Il migliaio di casi ufficiali di coronavirus sarebbero il minimo se non ci fossero, anche qui, gli allarmi sul rischio che la situazione sia in realtà più tragica di quanto sembri. La Somalia resta per tante ragioni uno dei paesi più tormentati del mondo, reduce da una lunga scia di sventure innescata dalla dominazione italiana e proseguita fino ai giorni nostri con una sequela di conflitti, carestie, appetiti esterni, ingovernabilità croniche che restituisce l’immagine di un luogo comune, più che di un paese.

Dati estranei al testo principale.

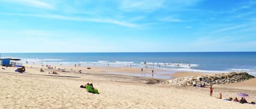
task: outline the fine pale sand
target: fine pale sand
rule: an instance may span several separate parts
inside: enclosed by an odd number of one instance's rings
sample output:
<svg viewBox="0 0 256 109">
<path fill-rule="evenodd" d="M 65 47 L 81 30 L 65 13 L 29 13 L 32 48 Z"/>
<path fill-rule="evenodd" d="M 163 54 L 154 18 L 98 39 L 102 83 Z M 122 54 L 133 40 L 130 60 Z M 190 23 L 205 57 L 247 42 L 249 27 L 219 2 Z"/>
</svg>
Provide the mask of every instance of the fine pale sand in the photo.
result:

Uno scenario che dà risalto alla “piaga” su cui prolifera al Shabaab, “la Gioventù”, organizzazione armata jihadista affiliata ad al Qaeda (salvo recente mini-scissione in direzione Isis), nata nel 2006 da una costola dell’Unione delle Corti islamiche, che all’epoca controllava il paese, nota per le stragi e gli attacchi suicidi più che per i rapimenti. Le cifre più prudenti parlano di oltre 4 mila morti provocati negli ultimi dieci anni solo tra la popolazione civile, ma sono stime variabili che non tengono conto delle vittime collaterali provocate, in particolare, dagli attacchi di droni statunitensi.

Eliminato nel 2014 il capo dell’organizzazione, Ahmed Abdi Godane (alias Mukhtar Abu Zubair), poi sostituito da Ahmed Umar, i falchi del comando Usa per l’Africa (Africom) hanno ottenuto da Trump l’ok per intensificare gli attacchi contro le postazioni degli al Shabaab, scacciati da Mogadiscio nel 2011 e dall’importante città-porto di Kisimayo l’anno seguente.

Dopo ogni raid, secondo una schema consolidato, un attentato. Poteva avvenire nel cuore di Mogadiscio, come quello che nell’ottobre del 2017 ha provocato 500 morti; o avere come bersaglio la base Usa di Baledogle, come lo scorso settembre, nelle stesse ore in cui a Mogadiscio una bomba esplodeva al passaggio di un convoglio militare italiani.

La resilienza di cui hanno dato prova i miliziani somali, la mobilità di cui sono ancora capaci nelle aree rurali del sud e del centro del paese e la capacità di rispondere in fretta ai rovesci militari, fanno di al Shabaab anche una scusa utile per tutte le circostanze. L’abbattimento lo scorso 4 maggio nei cieli della Somalia di un volo umanitario diretto a Bardale da parte dell’esercito etiope, sarebbe un ’“errore”, come ammesso da Addis Abeba, in quanto il velivolo è stato scambiato per un aereo kamikaze di al Shabaab. Non stupisce che lo storico anti-etiopismo, inferocito dalla presenza militare etiopica nell’ambito di una missione dell’Unione africana che “pace” ne ha portata proprio poca, si riveli sul piano interno una delle frecce migliori nell’arco dei jihadisti.

I rapimenti solo recentemente sono entrati nel repertorio del gruppo. grazie all’indotto di affiliati che nelle zone costiere del Kenya avrebbe sequestrato nell’ultimo anno una decina di persone, tra cui due medici cubani che lavoravano nella contea di Mandera.